(1) Overview
Repository location
Context
DigitalSEE (Digital South-Eastern Europe) is a comprehensive virtual repository encompassing various images (woodcuts, engravings, maps) and textual collections, including travelogues, diplomatic reports, newspapers, journals, and archival documents. The project engages in meticulous source tracing and authenticity analysis of artifacts and monuments, utilizing the archives of distinguished figures such as Felix Kanitz (Kanitz, 1868; 1877), Karel Škorpil, and Konstantin Ireček (Jireček, 1877). The primary objective is to document ancient, medieval, and Ottoman heritage through an exhaustive cross-referencing of 18th–19th century travelogues, Ottoman documents, architectural structures, and archaeological discoveries.
By examining European travel writings, diplomatic records, and cartographic interests from the 18th and 19th centuries, the project aims to elucidate the complex history of the Balkans, including the Eastern Question and the processes of nation-building in Southeastern Europe. The initiative seeks to preserve and disseminate historical information about 19th-century Bulgaria through modern technology.
The central aim is to conduct a diachronic study of the development of cultural heritage and identity in the Balkans during the 18th and 19th centuries, with a particular focus on the (Kabadayi, et al. 2022) and the Lower Danube Region (Moesia) (Vezenkov, 2017). The research endeavours to reinterpret the significance of Balkan heritage and identity, influenced by Enlightenment ideas and the rise of nationalism. By integrating modern technologies and artificial intelligence, the project seeks to address questions concerning Balkan and Bulgarian heritage, exploring how these identities have been “translated” over time.
This project is in its early stage of development. We are planning to expand the data set further, focusing on refining the data model and improving the DigitalSEE platform’s access and usability.
(2) Method
Data Model and Standards
The dataset is designed to manage historical and archaeological data, incorporating geographical coordinates, site descriptions, dating criteria, and provenance information, adhering to the TEI EpiDoc standard (Elliott et al., 2006–2022). The dataset is currently formatted in custom-built non-proprietary XML (Bullock et al. 2019) and JSON master files for efficient file management (Preston, 2021), with the XML model tailored to handle data on movable and immovable objects. Since the source material is mainly textual, we plan on employing the TEI XML format (TEI Consortium, 2023). We are also mindful of the International Committee for Documentation Conceptual Reference Model (CIDOC CRM) international standard for cultural heritage data (Doerr, 2003; Faraj et al., 2021; ISO, 2023). In future iterations of the dataset, we aim to include options for exporting data in both standards to improve interoperability, facilitate reuse, and support integration into larger international projects focused on data from the Early Modern period.1
Steps
Research Design and Source Tracing: The project team members research a topic or place of interest and find relevant information in historical sources, such as travelogues and newspaper articles. The information is authenticated through source tracing and cross-referenced with modern data.

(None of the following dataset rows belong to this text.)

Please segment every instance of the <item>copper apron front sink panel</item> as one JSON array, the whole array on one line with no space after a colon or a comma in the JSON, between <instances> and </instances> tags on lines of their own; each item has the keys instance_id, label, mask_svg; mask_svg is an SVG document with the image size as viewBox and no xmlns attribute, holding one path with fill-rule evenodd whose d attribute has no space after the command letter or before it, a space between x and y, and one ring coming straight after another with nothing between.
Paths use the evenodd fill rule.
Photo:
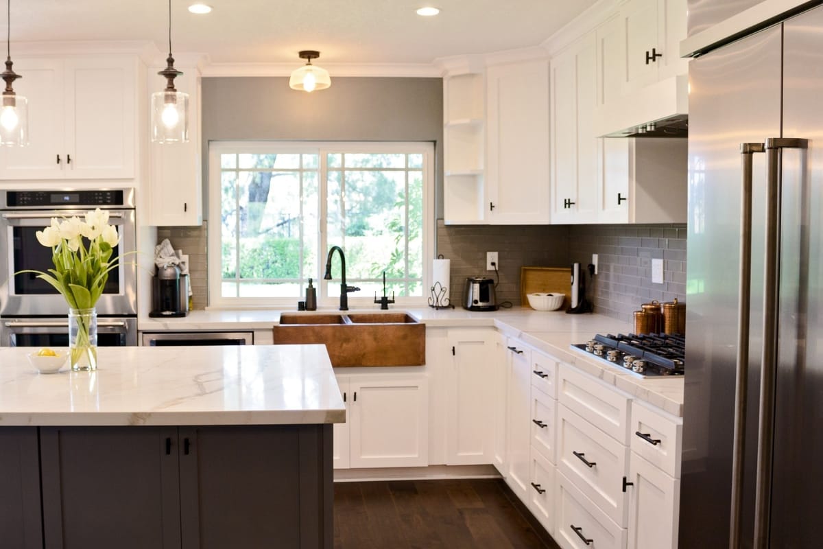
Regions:
<instances>
[{"instance_id":1,"label":"copper apron front sink panel","mask_svg":"<svg viewBox=\"0 0 823 549\"><path fill-rule=\"evenodd\" d=\"M406 314L282 314L280 321L276 345L325 344L334 367L425 364L425 324Z\"/></svg>"}]
</instances>

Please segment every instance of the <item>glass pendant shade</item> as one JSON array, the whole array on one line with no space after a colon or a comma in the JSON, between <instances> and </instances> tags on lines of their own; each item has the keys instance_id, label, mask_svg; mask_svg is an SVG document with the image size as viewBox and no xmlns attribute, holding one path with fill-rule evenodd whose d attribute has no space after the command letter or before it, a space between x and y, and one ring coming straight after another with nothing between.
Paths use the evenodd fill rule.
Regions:
<instances>
[{"instance_id":1,"label":"glass pendant shade","mask_svg":"<svg viewBox=\"0 0 823 549\"><path fill-rule=\"evenodd\" d=\"M151 94L151 141L156 143L188 141L188 94L167 90Z\"/></svg>"},{"instance_id":2,"label":"glass pendant shade","mask_svg":"<svg viewBox=\"0 0 823 549\"><path fill-rule=\"evenodd\" d=\"M316 65L306 64L292 71L289 87L300 91L325 90L332 85L328 71Z\"/></svg>"},{"instance_id":3,"label":"glass pendant shade","mask_svg":"<svg viewBox=\"0 0 823 549\"><path fill-rule=\"evenodd\" d=\"M0 109L0 145L26 147L29 144L29 101L22 95L2 96Z\"/></svg>"}]
</instances>

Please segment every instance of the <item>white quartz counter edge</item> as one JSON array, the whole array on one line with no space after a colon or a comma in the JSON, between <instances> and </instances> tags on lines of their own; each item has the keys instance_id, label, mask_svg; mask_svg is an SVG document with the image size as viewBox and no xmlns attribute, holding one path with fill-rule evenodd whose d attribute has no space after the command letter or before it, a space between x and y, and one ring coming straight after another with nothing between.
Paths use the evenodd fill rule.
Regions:
<instances>
[{"instance_id":1,"label":"white quartz counter edge","mask_svg":"<svg viewBox=\"0 0 823 549\"><path fill-rule=\"evenodd\" d=\"M98 349L94 372L38 374L30 347L0 347L0 426L339 423L322 345Z\"/></svg>"},{"instance_id":2,"label":"white quartz counter edge","mask_svg":"<svg viewBox=\"0 0 823 549\"><path fill-rule=\"evenodd\" d=\"M566 314L560 311L540 312L515 307L495 312L467 311L462 309L435 310L430 308L397 308L404 310L431 328L495 327L507 336L518 337L559 361L599 378L677 417L683 416L683 379L640 379L571 349L596 333L626 333L628 323L601 314ZM375 312L374 309L349 312ZM142 318L142 331L268 329L280 322L281 312L255 310L193 311L182 319ZM335 312L323 309L322 312ZM311 313L301 313L311 314Z\"/></svg>"}]
</instances>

Software: We have developed a custom Python Flask (Simeonov, 2024a) web application. The application allows researchers to submit data through a structured form, ensuring the consistency of the dataset. It is currently available on GitHub and Zenodo, allowing researchers to replicate the project’s results.
Data Visualization: The DigitalSEE front-end platform is specifically tailored to represent the textual and geographic data for sites found within the region of interest. The platform also features robust content management functionalities, including an administration panel, user management system, error reporting, image editing and enhanced search capabilities using different keywords and filters (DigitalSEE, 2024). The project also utilises a simpler data visualization tool hosted on GitHub and connected to a HuggingFace space for in-browser visualization (Simeonov, 2024b).
Sampling strategy
The sampling strategy emphasises source tracing, authenticity analysis of textual, and visual content related to the perception and reception of artifacts and monuments. Regarding sourcing, the information we seek is often dispersed across various travelogues to the Orient, and archival and cartographic materials. The primary criterion for selecting these sources is that they are texts from the 16th to the 19th centuries, with particular emphasis on those from the 18th to the 19th centuries, and that they contain descriptions of the European territories of the Ottoman Empire and the Balkans.

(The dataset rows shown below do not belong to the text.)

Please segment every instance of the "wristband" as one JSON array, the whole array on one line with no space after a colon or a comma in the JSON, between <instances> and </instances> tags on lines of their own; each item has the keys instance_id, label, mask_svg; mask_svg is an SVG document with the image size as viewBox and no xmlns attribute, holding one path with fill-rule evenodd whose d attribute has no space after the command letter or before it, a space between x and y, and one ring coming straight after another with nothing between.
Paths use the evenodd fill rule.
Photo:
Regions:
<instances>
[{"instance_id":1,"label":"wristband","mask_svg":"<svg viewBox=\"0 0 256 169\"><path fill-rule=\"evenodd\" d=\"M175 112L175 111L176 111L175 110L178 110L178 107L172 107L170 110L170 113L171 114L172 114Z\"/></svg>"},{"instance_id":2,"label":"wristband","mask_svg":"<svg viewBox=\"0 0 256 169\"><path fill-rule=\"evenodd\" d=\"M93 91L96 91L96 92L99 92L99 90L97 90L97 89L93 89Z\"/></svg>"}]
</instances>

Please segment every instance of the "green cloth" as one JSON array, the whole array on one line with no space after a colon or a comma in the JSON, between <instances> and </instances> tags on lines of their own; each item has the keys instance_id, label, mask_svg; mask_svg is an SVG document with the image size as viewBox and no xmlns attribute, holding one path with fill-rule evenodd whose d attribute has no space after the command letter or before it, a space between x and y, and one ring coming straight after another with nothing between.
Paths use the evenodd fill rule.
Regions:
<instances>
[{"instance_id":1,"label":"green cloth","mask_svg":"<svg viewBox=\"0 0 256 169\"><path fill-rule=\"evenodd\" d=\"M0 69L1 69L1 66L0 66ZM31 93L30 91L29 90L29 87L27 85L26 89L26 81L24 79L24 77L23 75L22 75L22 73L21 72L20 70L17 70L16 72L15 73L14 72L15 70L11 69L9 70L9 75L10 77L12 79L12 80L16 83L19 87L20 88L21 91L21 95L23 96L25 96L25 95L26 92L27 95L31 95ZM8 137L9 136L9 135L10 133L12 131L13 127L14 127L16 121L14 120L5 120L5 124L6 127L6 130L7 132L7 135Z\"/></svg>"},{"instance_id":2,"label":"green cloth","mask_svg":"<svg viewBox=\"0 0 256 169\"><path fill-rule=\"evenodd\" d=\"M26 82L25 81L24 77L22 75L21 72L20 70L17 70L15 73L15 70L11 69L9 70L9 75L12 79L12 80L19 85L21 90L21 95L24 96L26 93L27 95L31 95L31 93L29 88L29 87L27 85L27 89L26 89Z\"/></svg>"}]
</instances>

The information is gathered from travel literature (Gruber, 2022), predominantly travelogues in the Orient published in the 16th to 18th centuries (extensive collections of old-printed books), but also manuscripts, published critical sources, engravings, and archival material. The archival data from the 19th century, through research and analysis of the Felix Kanitz, Karel Škorpil, and Konstantin Ireček archival documents, play a pivotal role in provenance research and in analysing the reliability of the information in sources from the 16th to 18th centuries.
The creation of the database, such as other similar digital initiatives, includes the identified travelogues and supplementary information such as the travellers’ names and places of origin, and intertextual relationships between the publications. The present dataset is a sampling of approximately 25 travelogues from the 17th to 18th centuries, including works by Mary Montague, Gerhard Cornelius Driesch, William Macmichael, Georg Christoph von Neitzschitz, and Conrad Jacob Hiltebrandt, to identify and document ancient, medieval, and Ottoman heritage, encompassing both movable and immovable artifacts.
Quality control
The most important route in our previously mentioned Flask web application is specified by the decorator “/submit,” which handles both GET and POST server requests and is a quality assurance tool. Because the route has multiple input fields representing various aspects of a historical site or an archaeological object, some are required and must be filled in a prespecified manner according to chosen conventions (Table 1). We opted to use dropdown menus and checkboxes to increase the consistency of the dataset. In the table below, some rows with a required field contain additional asterisks: one asterisk indicates that the field is required if the provenance of the artifacts is known, while two asterisks signify that the current location of the artifact is also known to us.
Table 1
XML Tags for Historical Sites and Objects used in the DigitalSEE project.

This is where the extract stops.